Même s’il y a peu de recours (en % du nombre d’évalués), l’accompagnement de ceux-ci prend énormément de temps syndical. Là où, dans le même temps, les directions veulent souvent limiter le temps syndical …
[1] On peut définir le rôle des syndicats en général comme étant de maintenir le travail dans sa réalité, avec ses qualités et ses défauts, par rapport à une culture managériale reposant sur des mythes et la « novlangue ».
[2] Selon le principe qu’il faut agir sur les aspects où on a quelque chose à dire et tenter d’influencer sur les autres.
[3] E.a. au niveau du montant de la prime : de 0 à 489617 BEF, selon le Syndicat libéral, qui n’hésite pas à parler de « Catastrophe nationale » (tract de 7/1988). La CNE titre « Le rêve de la banque … le cauchemar des employés et des cadres moyens » (tract de 3/1988).
[4] À une époque où on met en avant la privatisation de pans entiers des secteurs publics, la commercialisation de tout, l’envahissement de l’espace public par la publicité qui envahit également les radios et télévisions mêmes publiques …
[5] Précisons que les syndicats de la Générale de Banque avaient refusé de donner un avis, à l’issue de la série de commissions techniques et Conseils d’entreprise où a été présenté et discuté le « nouveau système d’appréciation (mai-septembre 1986).
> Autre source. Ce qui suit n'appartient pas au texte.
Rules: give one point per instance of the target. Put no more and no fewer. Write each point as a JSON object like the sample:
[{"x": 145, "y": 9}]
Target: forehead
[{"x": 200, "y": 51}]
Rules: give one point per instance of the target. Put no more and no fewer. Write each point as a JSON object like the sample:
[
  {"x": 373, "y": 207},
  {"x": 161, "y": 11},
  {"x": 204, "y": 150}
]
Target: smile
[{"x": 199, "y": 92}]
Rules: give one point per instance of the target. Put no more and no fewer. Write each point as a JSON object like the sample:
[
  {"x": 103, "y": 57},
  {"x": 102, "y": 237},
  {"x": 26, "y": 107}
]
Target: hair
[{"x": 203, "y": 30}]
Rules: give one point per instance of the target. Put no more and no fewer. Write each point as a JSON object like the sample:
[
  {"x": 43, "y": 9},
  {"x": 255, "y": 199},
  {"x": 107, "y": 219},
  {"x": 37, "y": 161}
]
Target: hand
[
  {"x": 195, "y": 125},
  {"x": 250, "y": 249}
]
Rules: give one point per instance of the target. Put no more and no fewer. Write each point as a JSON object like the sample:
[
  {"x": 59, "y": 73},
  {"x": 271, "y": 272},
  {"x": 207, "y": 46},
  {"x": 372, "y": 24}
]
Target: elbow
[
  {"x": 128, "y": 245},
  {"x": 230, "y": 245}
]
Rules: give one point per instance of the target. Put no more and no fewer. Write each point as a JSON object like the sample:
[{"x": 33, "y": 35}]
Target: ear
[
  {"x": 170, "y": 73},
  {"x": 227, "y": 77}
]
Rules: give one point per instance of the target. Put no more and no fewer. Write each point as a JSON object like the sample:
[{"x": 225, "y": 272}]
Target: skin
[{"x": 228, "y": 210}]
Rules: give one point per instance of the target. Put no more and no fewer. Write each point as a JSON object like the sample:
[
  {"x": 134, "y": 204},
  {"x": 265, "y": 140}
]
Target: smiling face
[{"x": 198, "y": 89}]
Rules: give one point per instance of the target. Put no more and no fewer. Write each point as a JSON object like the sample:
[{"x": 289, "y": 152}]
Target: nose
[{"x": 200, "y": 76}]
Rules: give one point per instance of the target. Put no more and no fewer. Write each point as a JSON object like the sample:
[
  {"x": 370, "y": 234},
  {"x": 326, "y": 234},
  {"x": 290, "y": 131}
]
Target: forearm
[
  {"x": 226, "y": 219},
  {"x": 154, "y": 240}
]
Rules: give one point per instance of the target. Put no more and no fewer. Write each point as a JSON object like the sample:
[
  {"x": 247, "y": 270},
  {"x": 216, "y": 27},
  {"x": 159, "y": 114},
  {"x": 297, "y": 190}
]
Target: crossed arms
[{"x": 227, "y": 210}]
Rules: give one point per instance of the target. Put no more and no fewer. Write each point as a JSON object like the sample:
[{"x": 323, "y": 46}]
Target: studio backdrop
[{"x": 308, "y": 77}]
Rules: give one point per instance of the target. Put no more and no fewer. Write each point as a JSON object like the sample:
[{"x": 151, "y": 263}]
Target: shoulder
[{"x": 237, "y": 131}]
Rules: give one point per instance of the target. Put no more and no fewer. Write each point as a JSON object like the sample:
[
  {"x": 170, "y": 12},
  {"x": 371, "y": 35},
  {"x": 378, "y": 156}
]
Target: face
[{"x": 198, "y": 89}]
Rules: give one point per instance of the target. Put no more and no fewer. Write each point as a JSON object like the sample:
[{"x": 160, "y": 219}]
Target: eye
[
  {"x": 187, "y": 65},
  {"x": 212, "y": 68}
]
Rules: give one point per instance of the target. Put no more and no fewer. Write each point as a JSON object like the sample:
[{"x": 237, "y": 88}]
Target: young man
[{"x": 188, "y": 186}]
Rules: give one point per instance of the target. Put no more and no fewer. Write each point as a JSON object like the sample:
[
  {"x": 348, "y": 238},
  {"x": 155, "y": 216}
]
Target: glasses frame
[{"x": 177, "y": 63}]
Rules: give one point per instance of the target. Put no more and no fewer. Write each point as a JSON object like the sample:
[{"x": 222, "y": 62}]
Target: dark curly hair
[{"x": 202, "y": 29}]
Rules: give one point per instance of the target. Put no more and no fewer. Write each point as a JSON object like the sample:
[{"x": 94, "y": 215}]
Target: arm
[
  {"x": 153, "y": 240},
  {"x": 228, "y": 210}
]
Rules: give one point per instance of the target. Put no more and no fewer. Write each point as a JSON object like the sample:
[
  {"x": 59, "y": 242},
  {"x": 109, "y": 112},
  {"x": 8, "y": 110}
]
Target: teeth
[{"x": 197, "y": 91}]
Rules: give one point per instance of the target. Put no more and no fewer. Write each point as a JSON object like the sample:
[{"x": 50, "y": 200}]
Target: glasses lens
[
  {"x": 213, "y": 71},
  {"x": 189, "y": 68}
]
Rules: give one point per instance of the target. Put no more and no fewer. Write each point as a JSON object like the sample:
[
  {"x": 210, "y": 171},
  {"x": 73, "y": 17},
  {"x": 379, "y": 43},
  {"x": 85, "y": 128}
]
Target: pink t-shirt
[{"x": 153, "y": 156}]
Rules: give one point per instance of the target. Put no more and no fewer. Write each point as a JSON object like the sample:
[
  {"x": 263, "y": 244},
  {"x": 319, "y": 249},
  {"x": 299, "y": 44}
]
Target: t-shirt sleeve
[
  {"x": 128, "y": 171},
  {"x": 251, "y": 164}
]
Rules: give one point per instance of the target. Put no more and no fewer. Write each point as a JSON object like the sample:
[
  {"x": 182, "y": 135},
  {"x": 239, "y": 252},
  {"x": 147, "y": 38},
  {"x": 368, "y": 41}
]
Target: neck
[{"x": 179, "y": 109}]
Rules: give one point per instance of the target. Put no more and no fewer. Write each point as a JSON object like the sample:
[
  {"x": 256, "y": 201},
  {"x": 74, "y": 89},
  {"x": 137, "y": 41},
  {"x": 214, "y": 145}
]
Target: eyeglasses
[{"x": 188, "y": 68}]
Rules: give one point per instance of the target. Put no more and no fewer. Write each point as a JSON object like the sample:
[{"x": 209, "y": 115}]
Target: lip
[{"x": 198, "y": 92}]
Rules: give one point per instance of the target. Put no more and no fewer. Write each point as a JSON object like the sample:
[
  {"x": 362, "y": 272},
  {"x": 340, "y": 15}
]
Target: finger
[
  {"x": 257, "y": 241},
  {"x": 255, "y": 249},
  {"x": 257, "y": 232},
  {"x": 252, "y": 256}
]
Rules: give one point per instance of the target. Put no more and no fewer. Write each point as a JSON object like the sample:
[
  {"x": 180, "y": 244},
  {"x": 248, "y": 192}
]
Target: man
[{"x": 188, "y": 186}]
Au début des années 2000, « l’argument principal pour refuser le système d’appréciation est le fait qu’il maintient un lien entre appréciation et rémunération » (tract SETCa-CGSP Fortis Banque, 2/2002).
[6] Direct, publication SETCa/BBTK Fortis Banque à Bruxelles et aux Entités centrales, été 2007 – Article intitulé « Nouveau système d’appréciation » et commençant par : « Une fois de plus, la direction veut modifier le système d’appréciation ».
[7] Idem.
[8] Tract intersyndical SUD-CGT, secteur ministères, « Cette année encore, boycottons les entretiens d’évaluation professionnelle ! », 2013.